Dwayne VanRheenen, emeritus provost of Abilene Christian University in Texas, tried to put the challenges in perspective.
“When I look back, I see in our institutions something that I think most of us never dreamed of, never envisioned, that we as members of Churches of Christ would have founded universities that are highly respected in American higher education,” VanRheenen said.

’SOURCES OF LIGHT AND LEAVEN’
Andy Benton, president of Pepperdine University, said he remains convinced that Christian universities have a unique role to play.
“I believe that our Christian colleges and universities are good for the local church,” Benton said.
In the view of David Burks, president of Harding University, an institution that weaves a Christian worldview through everything it does — from academics to sports — will flourish in the 21st century and beyond.
“I’m basically very optimistic, if in fact we keep the main thing the main thing,” Burks said, referring to the emphasis on biblical teaching and spiritual development.
O’Neal and Billy Hilyer, president of Faulkner University in Montgomery, Ala., were absent from the panel.
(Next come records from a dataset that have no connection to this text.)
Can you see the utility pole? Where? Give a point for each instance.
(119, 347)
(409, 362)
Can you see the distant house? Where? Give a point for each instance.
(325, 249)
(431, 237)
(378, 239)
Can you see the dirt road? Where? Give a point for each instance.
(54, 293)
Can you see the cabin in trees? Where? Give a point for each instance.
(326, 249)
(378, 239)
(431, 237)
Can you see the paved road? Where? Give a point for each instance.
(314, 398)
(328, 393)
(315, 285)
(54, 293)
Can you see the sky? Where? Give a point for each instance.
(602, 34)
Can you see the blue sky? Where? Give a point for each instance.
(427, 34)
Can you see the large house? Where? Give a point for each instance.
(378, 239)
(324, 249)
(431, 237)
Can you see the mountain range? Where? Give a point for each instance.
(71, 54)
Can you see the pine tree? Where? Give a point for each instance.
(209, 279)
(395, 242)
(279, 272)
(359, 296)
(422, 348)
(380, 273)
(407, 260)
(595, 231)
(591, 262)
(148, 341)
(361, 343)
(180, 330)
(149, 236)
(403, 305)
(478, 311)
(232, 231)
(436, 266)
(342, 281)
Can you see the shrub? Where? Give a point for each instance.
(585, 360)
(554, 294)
The death of a friend kept Hilyer from attending, while a flight cancellation stranded O’Neal.
In his presentation, Tippens said most secular institutions resist “the basic human need for spiritual wisdom.”
That gap provides an opening for Christian higher education at a critical time, he said.
“In my judgment,” Tippens said, “we have a rare opportunity to be sources of light and leaven in the big lump of higher education — if we are courageous, willing to engage the big questions of the day, willing to do the hard thinking necessary to articulate a philosophical grounding of our enterprise and willing to relinquish our self-imposed isolation.”
In his paper, O’Neal noted that Oklahoma Christian has adopted “Faith(fully)” as one of its mottos.
That slogan, he said, is “meant to signify that OC is seeking to fully embrace all that faith demands — whatever is true, noble, right, pure, lovely, admirable, excellent and praiseworthy.”
“Such ideals and concepts are not generally encouraged by today’s Western culture,” O’Neal said, “thus demanding that faith-based institutions must be countercultural.”